Writing a personal statement
Where to start
Use our personal statement timeline to see when you need to get started.
- Course descriptions mention the qualities, skills and experience it’s useful to have for each subject – take note of these to help you decide what to write about.
- Remember it’s the same personal statement for all the courses you apply to, so avoid mentioning unis and colleges by name. Most students choose similar subjects, but if you’ve chosen a variety, just write about common themes – like problem solving or creativity.
What to write about
- Why you are applying – your ambitions and what interests you about the subject, course providers and higher education.
- What makes you suitable – any relevant skills, experience or achievements gained from education, work or other activities.
If you do or have done any of these before, they could be ideal things to mention in your personal statement. Or you might be able to organise or start a new activity before you send your application.
- Clubs or societies you belong to – perhaps sporting, creative or musical.
- Employment or volunteering – such as vInspired Awards, WorldWide Volunteering Certificate or Project Trust)
- Skills developed with ASDAN, Duke of Edinburgh, National Citizen Service or young enterprise.
- Science, technology, engineering or maths skills gained with the Crest Awards.
- A higher education taster course at a summer school like Villiers Park or free online courses like FutureLearn.
- You may also be able to get accreditation in personal effectiveness from ASDAN for activities that prepare you for higher education.
- Free online study skills courses.
- Why you want to study in the UK
- Your English language skills and any English courses or tests you’ve taken
- Why you want to be an international student rather than study in your own country
Here’s where you can mention any alternative entry requirements you’ve used – like an Access course or APL – demonstrating the skills and knowledge you’ve gained through your previous experiences.
How to write it
- Structure your info to reflect the skills and qualities the universities and colleges value most.
- Write in an enthusiastic, concise and natural style – nothing too complex.

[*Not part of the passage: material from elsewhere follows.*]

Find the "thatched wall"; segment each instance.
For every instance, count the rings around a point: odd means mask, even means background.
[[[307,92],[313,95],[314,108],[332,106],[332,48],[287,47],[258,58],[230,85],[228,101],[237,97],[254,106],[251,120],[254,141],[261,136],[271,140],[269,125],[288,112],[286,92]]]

- Try to stand out, but be careful with humour, quotes or anything unusual – just in case the admissions tutor doesn’t have the same sense of humour as you.
- Proofread aloud and get your teachers, advisers and family to check – then redraft until you’re happy with it and the grammar, spelling and punctuation are correct.
Check the 4,000 character and 47 line limits though – some word processors get different values if they don’t count tabs and paragraph spacing as individual characters.
When you do add it to your application, save it regularly as it times out after 35 minutes of inactivity.
You can use some European characters in your personal details, personal statement, employment and referee details. Some of these will be substituted with UK equivalent characters. Check our Extended character sets substitutions for more details.
- To register in Welsh, when you go to the application service ‘Apply’, you can select ‘Cymraeg’.
- When you’re logged in to your application you can change the language to English or Welsh on the ‘Options’ page.
- The help text in Apply is available in Welsh too.
- In Apply you can choose to receive correspondence from course providers and from us in Welsh.
If we find any similarity in your personal statement, your application will be flagged. Then we’ll email an alert to you and your university or college choices and this could have serious consequences for your application.
If you want to send any more information you can ask your university and college choices if they’ll accept further details.
- If they agree, you should send it to them, rather than us.
- After we receive your application, we’ll send you a welcome email that includes your Personal ID – quote your Personal ID along with the further information you send to the unis and colleges, so they can link it to your UCAS application.